Pendant que le breuvage chauffait, elle se brossa les dents et considéra son visage dans le petit morceau de miroir sommairement suspendu à son clou. Elle grimaça en contemplant son reflet et passa sa main dans ses cheveux ébouriffés. Elle étira son tee-shirt, découvrant son épaule pour examiner la morsure d'une araignée. « Quelle saloperie ! » Elle remonta aussitôt sur la mezzanine et à quatre pattes entreprit de retourner énergiquement sa couche pour liquider l'agresseur. Le sifflement de l'eau bouillante la fit renoncer et redescendre. Elle entoura la poignée avec un chiffon, versa le liquide noir dans une tasse, saisit une banane sur la table et alla prendre son petit déjeuner dehors.
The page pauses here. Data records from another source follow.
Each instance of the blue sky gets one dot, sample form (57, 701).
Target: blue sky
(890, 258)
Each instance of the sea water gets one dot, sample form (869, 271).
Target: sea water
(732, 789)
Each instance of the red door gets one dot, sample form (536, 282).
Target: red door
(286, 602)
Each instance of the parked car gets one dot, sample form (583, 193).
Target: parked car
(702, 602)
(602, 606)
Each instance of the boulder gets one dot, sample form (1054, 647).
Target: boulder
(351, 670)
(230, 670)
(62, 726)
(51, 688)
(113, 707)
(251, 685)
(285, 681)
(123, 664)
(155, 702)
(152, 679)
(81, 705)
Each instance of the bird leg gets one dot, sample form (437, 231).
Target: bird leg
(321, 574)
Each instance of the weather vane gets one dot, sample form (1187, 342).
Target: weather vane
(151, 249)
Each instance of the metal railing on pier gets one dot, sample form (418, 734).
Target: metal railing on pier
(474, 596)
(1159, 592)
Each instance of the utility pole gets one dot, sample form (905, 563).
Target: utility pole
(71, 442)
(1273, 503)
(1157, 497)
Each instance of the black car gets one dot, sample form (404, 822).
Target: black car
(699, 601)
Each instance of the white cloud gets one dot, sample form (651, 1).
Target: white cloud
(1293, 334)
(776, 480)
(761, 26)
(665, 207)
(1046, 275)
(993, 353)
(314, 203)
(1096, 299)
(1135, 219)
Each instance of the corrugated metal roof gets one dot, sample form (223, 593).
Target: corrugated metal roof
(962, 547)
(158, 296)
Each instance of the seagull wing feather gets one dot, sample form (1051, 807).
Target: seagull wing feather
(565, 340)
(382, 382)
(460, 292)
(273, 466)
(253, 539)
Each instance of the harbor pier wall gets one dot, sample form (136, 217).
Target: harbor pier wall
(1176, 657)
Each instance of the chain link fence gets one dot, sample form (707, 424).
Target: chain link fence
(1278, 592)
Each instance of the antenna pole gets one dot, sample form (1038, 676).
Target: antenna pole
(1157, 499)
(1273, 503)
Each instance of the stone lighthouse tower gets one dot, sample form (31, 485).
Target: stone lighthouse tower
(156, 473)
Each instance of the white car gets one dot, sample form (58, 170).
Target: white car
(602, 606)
Assise sur le perron, elle porta la tasse à ses lèvres et son regard aussi loin que l'horizon le lui permettait. Susan caressa son mollet et fut parcourue d'un léger frisson. Sautant du rebord elle se rendit à son bureau et saisit un stylo-bille.


Philip,


J'espère que ce petit mot te parviendra rapidement, j'ai un service à te demander : peux-tu m'envoyer de la crème pour le corps et mon shampooing ?

Je compte sur toi, je te rembourserai quand je passerai te voir. Baisers.


Susan


La journée du samedi s'achevait, les rues étaient pleines, il s'installa à la terrasse d'un café pour parfaire une esquisse. Il commanda un café filtre, l'espresso n'avait pas encore franchi l'Atlantique. Il suivit du regard une jeune femme blonde qui traversait la rue en direction des cinémas. Il eut soudain envie d'aller voir un film, régla sa consommation et se leva. Il ressortit de la salle deux heures plus tard. Le mois de juin offrait à la ville ses plus beaux couchers de soleil. Au carrefour, fidèle à l'habitude qu'il avait prise ces derniers mois, il salua la boîte aux lettres, hésita à rejoindre des amis qui dînaient dans un bistrot de Mercer Street et préféra rentrer chez lui.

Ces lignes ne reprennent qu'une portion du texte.